Болело лицо. Знобило. Только сейчас Гурилев сообразил, что идет без шапки, задувало за ворот, холодило шею, грудь, он хотел поправить шарф, но его не оказалось, потерял…
Еще на подходе к селу, у крайних дворов, в ноздри ударил запах гари — едкий и сладковато-тошнотный в чистом, настывшем за ночь воздухе. И Гурилев вспомнил: зарево!.. Пожарище он увидел, когда задами через огороды вышли к хатам, стоявшим у леса. Сгорел большой, на каменном фундаменте амбар. Рухнувшие стропила малиново дышали на ветру, по ним еще судорожно бегало рыжеватое умиравшее пламя. Кто-то расшвыривал головни длинными жердями, забрасывал комьями мерзлой земли, перелопаченной со снегом, плескал из ведер воду. Вырывались искры, курился пар, перемешанный с пеплом…
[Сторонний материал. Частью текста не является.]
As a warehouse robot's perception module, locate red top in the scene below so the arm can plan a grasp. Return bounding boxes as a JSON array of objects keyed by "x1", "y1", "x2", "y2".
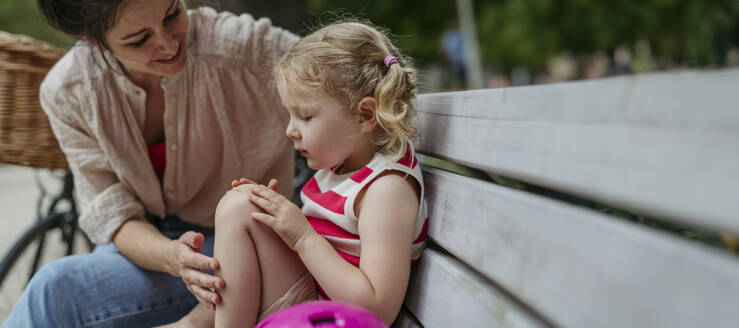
[{"x1": 148, "y1": 142, "x2": 167, "y2": 182}]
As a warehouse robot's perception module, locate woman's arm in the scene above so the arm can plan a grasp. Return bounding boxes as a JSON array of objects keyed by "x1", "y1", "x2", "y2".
[
  {"x1": 252, "y1": 171, "x2": 420, "y2": 324},
  {"x1": 113, "y1": 217, "x2": 226, "y2": 308}
]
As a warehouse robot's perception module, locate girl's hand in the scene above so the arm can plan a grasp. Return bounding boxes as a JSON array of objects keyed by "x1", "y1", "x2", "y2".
[
  {"x1": 249, "y1": 184, "x2": 316, "y2": 251},
  {"x1": 171, "y1": 231, "x2": 226, "y2": 310},
  {"x1": 231, "y1": 178, "x2": 277, "y2": 191}
]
Хата была крайней, почти на выезде. За нею, сомкнутый тьмою, стоял лес. У самого забора — крытый брезентом грузовик, дверца открыта, и оттуда торчали сапоги спящего шофера.
Гурилева втолкнули в большую комнату, захлопнулась дверь, он остался один. Изнеможенно опустился на лавку под божницей, в медной лампадке едва дышал огонек. Только сейчас, в тепле, в незнакомых мягких запахах чужого жилья он ощутил тяжесть всей этой ночи, боль в каждом сочленении, вялость каждой мышцы. Начали одолевать вязкая сонливость, безразличие, нервная зевота. Он встряхнулся. Скользя взглядом по стенам, повернул лицо к иконе и тут же услышал — скрипнула дверь. Вошла маленькая женщина, сутулая, лицо побито оспой, осторожно посмотрела на Гурилева, покосилась на дверь, молча поставила на стол керосиновую лампу, сняла стекло, приблизила лучинку к плошке и перенесла с нее огонь на фитиль лампы, экономно утопив его медным колесиком сбоку. Надев стекло, вышла.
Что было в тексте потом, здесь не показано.